Experts blame the emotional extremes on wildly shifting pregnancy hormones combined with the physical, social and even existential challenges that come with pregnancy—a changing body shape, a new identity as a mom and fears of being responsible for a child. Some women are blindsided by a sudden onset, but in many cases, pregnancy triggers an exacerbation of a condition they were already dealing with. (See “When Problems Are Pre-Existing,” to learn how pregnancy affects bipolar, panic, obsessive-compulsive and post-traumatic stress disorders.)
Left untreated, psychological ills during pregnancy are linked to an increased risk of prenatal and delivery complications, a greatly increased risk of postpartum depression, and possible cognitive and behavioral issues in children down the road. So whether you have borderline symptoms or a full-blown problem, don’t suffer in silence: Help is available. Here’s how some mothers coped with their emotional issues during pregnancy and what the experts recommend.
“I felt really sad, had no energy and fell into this strange state where I thought, ‘What’s the point of anything?’ ’’ Kelly Judge, 32, an orchestra teacher in Kirkwood, Mo., describes herself as an extremely happy, positive person. About two weeks after she found out she was pregnant with her second child, Judge felt her good mood disappear. “I had a fabulous marriage, a wonderful 3-year-old, no financial stress, the pregnancy was planned, so life should have been great,” she recalls. “But I felt really sad, had no energy and fell into this strange state where I thought, ‘What’s the point of anything?’ ”
At the same time, Judge began to feel very anxious, but not about anything in particular. Caring for her child or keeping the house in order became difficult. After several weeks, she called her OB. “I knew that this was not me and that something was wrong,” she says. Her OB referred her to a psychologist, whom she began to see regularly. Judge also started taking the antidepressant Lexapro. Within weeks, her mood lifted.
Judge gave birth to a healthy baby girl in January. Her daughter shows none of the possible side effects of the antidepressant, and Judge is staying on the drug until she’s out of the postpartum woods, albeit reluctantly. “I was fortunate that I was able to recognize that something was wrong and was not afraid to ask for help,” she says.
Why it happens} An estimated 14 percent to 23 percent of moms-to-be experience serious (clinical) depression, and about 40 percent have some symptoms. It may be set off by the steep rise in pregnancy hormones, worries about the life changes a new baby will bring, or both.
The signs} Feeling sad for several weeks; loss of interest in activities you normally enjoy; feelings of guilt or hopelessness; difficulty concentrating.

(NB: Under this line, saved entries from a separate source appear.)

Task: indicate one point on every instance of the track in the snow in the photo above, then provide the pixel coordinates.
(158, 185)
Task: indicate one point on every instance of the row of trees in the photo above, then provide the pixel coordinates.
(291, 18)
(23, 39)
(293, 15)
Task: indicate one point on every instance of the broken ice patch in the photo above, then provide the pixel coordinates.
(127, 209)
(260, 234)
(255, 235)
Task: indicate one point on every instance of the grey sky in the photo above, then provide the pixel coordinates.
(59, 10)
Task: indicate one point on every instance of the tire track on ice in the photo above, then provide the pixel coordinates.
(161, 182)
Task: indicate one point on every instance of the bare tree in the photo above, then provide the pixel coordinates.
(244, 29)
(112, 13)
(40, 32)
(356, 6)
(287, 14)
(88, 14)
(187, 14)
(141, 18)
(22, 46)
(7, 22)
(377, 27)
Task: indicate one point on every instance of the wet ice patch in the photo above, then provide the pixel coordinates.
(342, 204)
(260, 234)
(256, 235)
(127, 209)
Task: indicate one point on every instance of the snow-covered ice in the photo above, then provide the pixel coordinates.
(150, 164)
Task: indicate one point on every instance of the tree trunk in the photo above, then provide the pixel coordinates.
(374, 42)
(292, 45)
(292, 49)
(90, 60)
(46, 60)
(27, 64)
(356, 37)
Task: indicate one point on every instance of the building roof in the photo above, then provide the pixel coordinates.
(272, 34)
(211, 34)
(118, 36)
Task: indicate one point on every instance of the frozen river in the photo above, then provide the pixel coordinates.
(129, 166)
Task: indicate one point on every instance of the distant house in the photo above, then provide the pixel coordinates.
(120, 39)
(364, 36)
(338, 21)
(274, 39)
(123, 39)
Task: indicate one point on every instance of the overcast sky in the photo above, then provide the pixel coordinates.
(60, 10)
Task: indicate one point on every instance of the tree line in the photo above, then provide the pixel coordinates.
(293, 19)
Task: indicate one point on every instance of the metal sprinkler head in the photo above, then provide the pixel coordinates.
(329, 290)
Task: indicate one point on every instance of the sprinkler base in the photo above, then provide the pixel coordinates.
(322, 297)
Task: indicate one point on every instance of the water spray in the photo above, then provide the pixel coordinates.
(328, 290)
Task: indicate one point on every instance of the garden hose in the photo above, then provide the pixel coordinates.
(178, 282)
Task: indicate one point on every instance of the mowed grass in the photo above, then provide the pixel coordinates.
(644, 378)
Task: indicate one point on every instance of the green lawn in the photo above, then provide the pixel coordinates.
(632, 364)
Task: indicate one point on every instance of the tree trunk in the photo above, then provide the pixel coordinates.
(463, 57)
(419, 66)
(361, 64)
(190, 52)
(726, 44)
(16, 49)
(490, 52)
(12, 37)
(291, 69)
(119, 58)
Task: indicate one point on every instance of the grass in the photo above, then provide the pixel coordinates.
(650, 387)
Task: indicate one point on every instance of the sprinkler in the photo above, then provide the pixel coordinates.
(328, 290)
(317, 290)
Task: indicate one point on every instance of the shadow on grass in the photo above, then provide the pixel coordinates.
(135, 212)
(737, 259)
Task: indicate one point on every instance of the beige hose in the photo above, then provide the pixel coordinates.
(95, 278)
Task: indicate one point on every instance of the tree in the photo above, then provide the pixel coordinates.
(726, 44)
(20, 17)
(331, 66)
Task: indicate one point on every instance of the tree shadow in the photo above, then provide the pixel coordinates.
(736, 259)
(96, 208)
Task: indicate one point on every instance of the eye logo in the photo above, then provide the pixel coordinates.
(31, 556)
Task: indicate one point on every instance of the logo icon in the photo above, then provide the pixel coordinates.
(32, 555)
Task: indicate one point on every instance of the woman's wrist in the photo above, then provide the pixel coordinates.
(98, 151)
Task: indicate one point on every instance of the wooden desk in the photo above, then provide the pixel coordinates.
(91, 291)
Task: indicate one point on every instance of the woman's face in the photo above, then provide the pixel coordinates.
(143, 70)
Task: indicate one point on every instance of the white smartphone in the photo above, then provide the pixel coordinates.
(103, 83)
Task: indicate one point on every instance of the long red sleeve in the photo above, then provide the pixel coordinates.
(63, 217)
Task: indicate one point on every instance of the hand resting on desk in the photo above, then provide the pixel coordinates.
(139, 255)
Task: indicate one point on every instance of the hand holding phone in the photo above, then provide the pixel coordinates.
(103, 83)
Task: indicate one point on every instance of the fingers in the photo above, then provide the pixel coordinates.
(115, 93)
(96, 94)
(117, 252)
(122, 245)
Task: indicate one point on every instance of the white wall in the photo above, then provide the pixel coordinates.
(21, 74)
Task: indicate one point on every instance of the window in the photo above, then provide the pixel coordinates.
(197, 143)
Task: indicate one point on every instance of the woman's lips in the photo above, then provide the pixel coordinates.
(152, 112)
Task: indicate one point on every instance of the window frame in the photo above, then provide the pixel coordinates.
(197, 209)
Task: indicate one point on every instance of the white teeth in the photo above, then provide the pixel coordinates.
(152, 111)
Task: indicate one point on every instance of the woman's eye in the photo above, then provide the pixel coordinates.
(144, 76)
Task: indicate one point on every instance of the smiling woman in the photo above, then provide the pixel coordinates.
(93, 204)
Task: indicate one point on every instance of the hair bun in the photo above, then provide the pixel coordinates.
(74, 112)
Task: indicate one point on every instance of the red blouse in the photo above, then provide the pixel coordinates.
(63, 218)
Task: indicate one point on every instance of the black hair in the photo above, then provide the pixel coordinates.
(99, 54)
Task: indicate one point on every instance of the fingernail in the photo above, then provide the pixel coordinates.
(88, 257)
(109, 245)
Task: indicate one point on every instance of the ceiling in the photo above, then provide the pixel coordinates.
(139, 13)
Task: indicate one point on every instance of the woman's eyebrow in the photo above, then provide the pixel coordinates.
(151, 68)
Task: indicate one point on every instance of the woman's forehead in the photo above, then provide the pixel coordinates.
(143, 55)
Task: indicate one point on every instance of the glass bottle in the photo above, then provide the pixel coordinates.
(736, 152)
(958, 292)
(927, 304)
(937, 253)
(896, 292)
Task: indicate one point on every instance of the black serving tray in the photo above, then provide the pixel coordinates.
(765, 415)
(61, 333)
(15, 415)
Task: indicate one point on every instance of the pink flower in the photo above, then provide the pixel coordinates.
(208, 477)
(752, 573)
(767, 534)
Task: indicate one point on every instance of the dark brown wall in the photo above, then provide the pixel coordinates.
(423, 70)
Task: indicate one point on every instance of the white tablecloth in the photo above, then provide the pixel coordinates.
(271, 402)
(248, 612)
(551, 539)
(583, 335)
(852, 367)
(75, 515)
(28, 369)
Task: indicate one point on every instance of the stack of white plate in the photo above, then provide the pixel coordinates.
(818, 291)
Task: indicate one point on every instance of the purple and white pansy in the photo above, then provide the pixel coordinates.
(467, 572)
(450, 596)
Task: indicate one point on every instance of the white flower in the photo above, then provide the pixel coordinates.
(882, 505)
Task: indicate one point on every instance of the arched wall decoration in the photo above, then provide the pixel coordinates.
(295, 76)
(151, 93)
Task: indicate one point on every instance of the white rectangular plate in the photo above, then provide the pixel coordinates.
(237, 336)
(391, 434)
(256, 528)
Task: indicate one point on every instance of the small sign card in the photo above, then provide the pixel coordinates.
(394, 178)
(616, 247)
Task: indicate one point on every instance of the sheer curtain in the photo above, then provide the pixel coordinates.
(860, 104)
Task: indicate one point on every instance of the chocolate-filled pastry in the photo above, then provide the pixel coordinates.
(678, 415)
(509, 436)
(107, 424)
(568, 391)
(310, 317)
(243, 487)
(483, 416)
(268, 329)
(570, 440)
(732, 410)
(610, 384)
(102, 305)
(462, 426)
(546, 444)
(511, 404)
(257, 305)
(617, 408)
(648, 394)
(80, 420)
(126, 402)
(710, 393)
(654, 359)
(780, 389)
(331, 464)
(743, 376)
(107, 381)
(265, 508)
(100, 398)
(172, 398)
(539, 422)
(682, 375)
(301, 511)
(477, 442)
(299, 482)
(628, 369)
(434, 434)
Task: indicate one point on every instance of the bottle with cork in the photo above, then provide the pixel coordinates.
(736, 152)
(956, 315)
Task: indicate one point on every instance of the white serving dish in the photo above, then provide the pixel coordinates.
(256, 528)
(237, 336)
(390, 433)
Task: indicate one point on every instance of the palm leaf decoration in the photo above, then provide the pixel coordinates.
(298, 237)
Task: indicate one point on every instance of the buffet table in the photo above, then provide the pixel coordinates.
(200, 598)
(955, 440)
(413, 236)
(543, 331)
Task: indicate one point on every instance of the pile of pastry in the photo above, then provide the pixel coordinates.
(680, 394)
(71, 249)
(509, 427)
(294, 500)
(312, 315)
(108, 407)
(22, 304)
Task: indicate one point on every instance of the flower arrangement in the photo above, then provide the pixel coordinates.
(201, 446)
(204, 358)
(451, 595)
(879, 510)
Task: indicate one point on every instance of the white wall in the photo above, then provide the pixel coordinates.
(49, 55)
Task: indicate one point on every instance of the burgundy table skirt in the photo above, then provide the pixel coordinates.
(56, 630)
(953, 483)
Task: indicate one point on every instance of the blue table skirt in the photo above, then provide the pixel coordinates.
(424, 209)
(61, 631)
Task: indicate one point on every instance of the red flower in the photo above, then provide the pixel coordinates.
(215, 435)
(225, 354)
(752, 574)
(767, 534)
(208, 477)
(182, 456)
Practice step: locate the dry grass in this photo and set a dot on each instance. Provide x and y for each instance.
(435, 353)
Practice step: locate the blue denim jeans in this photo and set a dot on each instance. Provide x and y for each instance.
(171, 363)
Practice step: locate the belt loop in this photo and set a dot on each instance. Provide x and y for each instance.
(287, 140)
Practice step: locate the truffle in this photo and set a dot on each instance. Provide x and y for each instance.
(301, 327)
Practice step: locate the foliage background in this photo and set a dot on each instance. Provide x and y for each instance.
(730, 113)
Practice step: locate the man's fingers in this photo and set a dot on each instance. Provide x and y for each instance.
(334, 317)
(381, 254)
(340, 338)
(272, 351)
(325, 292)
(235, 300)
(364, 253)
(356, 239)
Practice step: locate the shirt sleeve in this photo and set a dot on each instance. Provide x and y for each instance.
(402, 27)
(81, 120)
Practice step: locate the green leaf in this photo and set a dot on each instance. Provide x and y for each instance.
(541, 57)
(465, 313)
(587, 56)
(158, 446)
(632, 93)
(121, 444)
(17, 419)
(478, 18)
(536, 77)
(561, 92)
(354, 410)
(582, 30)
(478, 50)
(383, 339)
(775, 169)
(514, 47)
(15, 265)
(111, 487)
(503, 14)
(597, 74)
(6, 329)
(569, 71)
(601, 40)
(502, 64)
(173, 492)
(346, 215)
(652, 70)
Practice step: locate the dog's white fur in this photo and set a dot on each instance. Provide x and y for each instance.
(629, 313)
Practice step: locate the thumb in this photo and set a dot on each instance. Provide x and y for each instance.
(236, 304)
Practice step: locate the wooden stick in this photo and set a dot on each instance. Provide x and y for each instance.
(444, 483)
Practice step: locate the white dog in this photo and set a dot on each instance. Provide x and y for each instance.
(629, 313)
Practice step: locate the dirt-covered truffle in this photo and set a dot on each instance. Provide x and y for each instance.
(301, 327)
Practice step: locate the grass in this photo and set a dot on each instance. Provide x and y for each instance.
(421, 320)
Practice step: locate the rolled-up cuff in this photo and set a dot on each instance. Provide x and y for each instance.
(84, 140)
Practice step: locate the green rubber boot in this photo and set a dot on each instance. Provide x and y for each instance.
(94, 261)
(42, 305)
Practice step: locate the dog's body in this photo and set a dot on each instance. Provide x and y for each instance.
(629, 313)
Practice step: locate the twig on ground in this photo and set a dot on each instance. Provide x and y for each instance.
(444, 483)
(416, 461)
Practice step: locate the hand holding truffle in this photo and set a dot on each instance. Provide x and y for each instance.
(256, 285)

You can take a self-test called the Edinburgh Postnatal Depression Scale, aap.org/ practicingsafety/toolkit_resources/module2/epds.pdf, which is used to screen for prenatal depression as well; you should also talk to your doctor or midwife.
Who’s most at risk} Women who have suffered from depression or anxiety in the past, especially during pregnancy, or had postpartum depression (PPD) or a family history of depression (the mother, in particular); women with a low income or poor social support.
Risks of not treating} Increased risk of preeclampsia, preterm delivery, having a low birth-weight baby or one with low Apgar scores, and PPD; poor cognitive, neurologic and motor skill development and long-term behavioral effects in children.
What works} Many expectant women are reluctant to take antidepressants because of concerns that the drugs may harm their babies (see “Are Antidepressants Safe During Pregnancy?”), but drugs aren’t your only option: Depression-specific psychotherapies, such as cognitive behavioral therapy, have been shown to be just as effective in treating mild to moderate cases.